You should see the vLLM (decode) pod in the inferencepool namespace.

In order for the kedify-proxy to behave as expected we need to create an equivalent Service that targets the same labels as the inferencepool created earlier.

Terminal window
kubectl apply -f inferencepoolservice.yaml

The inferencepool service YAML:

inferencepoolservice.yaml
apiVersion: v1
kind: Service
metadata:
name: vllm-llm-d-modelservice-inference-svc
namespace: inferencepool
labels:
llm-d.ai/inferenceServing: "true"
inferencepool: inferencepool
spec:
ports:
- port: 9002
targetPort: 8000
protocol: TCP
name: http
selector:
llm-d.ai/inferenceServing: "true"
---
apiVersion: networking.k8s.io/v1
kind: Ingress
metadata:
name: inferencepool-ingress
namespace: inferencepool
spec:
rules:
- host: application.keda
http:
paths:
- path: /v1
pathType: Prefix
backend:
service:
name: vllm-llm-d-modelservice-inference-svc
port:
number: 9002
Terminal window
kubectl apply -f scaledobject.yaml

The ScaledObject YAML:

scaledobject.yaml
kind: ScaledObject
apiVersion: keda.sh/v1alpha1
metadata:
name: inferencepool
namespace: inferencepool
spec:
scaleTargetRef:
apiVersion: apps/v1
kind: Deployment
name: vllm-llm-d-modelservice-decode
cooldownPeriod: 600
minReplicaCount: 1
maxReplicaCount: 2
fallback:
failureThreshold: 2
replicas: 1
advanced:
restoreToOriginalReplicaCount: true
horizontalPodAutoscalerConfig:
behavior:
scaleDown:
stabilizationWindowSeconds: 600
triggers:
- type: kedify-http
metadata:
hosts: application.keda
pathPrefixes: /v1
service: vllm-llm-d-modelservice-inference-svc
port: '9002'
scalingMetric: requestRate
targetValue: '5'
granularity: 1s
window: 1m
trafficAutowire: ingress
inferencePool: inferencepool
  • triggers.metadata.inferencePool (inferencepool): Specifies the inferencepool name to use.
  • triggers.metadata.service (vllm-llm-d-modelservice-inference-svc): References the service equivalent to the inferencepool.
  • spec.scaleTargetRef.name (vllm-llm-d-modelservice-decode): Specifies deployment to scale.

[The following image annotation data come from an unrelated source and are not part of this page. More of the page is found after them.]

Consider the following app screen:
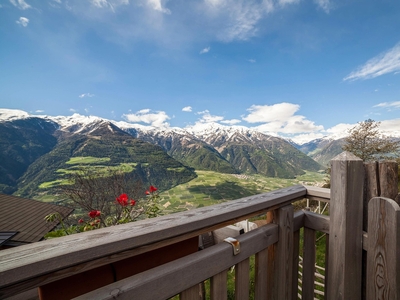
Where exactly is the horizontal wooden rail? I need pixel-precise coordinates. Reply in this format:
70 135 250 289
304 185 331 202
75 224 278 300
0 185 307 298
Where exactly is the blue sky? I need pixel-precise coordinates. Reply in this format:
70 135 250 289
0 0 400 142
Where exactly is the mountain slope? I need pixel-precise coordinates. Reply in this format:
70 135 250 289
187 124 322 178
2 118 196 197
118 122 238 173
0 118 58 194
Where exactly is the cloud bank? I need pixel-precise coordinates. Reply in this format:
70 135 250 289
122 108 171 127
343 43 400 81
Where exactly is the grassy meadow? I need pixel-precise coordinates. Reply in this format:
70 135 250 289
160 171 325 214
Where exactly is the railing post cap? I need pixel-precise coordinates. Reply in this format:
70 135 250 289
331 151 362 161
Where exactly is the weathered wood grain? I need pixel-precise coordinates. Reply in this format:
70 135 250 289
304 211 330 234
213 225 241 244
254 247 273 300
304 185 331 202
324 234 329 300
302 227 316 299
179 284 205 300
210 270 228 300
292 230 300 300
327 152 364 300
75 224 278 300
379 161 399 204
235 258 250 300
0 185 306 295
367 197 400 300
273 205 293 300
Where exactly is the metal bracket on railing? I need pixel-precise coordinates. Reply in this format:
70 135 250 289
224 237 240 255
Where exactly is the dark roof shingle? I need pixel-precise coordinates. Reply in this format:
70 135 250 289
0 194 73 244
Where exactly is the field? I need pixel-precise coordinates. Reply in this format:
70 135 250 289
160 171 325 214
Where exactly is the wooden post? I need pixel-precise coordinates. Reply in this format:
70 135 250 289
362 161 399 299
302 227 316 299
367 197 400 300
210 270 228 300
327 152 364 300
363 161 399 231
235 258 250 300
267 205 294 299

For inference workloads we want to scale decode workloads as these can be more resource-intensive.

First, let’s verify that the application responds to requests:

Terminal window
# If testing locally with k3d (if testing on a remote cluster, use the Ingress IP or domain)
curl -H "Host: application.keda" http://localhost:9080/v1/models

If everything is working, you should see a successful HTTP response:

Terminal window
{
"data": [
{
"created": 1762202649,
"id": "random/model",
"object": "model",
"owned_by": "vllm",
"parent": null,
"root": "random/model"
}
],
"object": "list"
}

You can also send a completions query.

Terminal window
curl -X POST http://localhost:9080/v1/completions \
-H "Host: application.keda" -H 'Content-Type: application/json' \
-d '{
"model": "random/model",
"prompt": "once upon a time"
}'

Now, let’s test with higher load:

Terminal window
# If testing locally with k3d (if testing on a remote cluster, use the Ingress IP or domain)
hey -n 10000 -q 1000 -c 150 -m POST -host "application.keda" -d '{
"model": "random/model",
"prompt": "once upon a time"
}' http://localhost:9080/v1/completions

After sending the load, you’ll see a response time histogram in the terminal:

Terminal window
Response time histogram:
0.001 [1] |
0.038 [2579] |■■■■■■■■■■■■■■■■
0.076 [9] |
0.113 [6392] |■■■■■■■■■■■■■■■■■■■■■■■■■■■■■■■■■■■■■■■■
0.151 [37] |
0.188 [362] |■■
0.226 [474] |■■■
0.264 [0] |
0.301 [31] |
0.339 [0] |
0.376 [15] |

You can explore the complete documentation of the HTTP Scaler for more advanced configurations, including other ingress types like Gateway API, Istio VirtualService, or OpenShift Routes.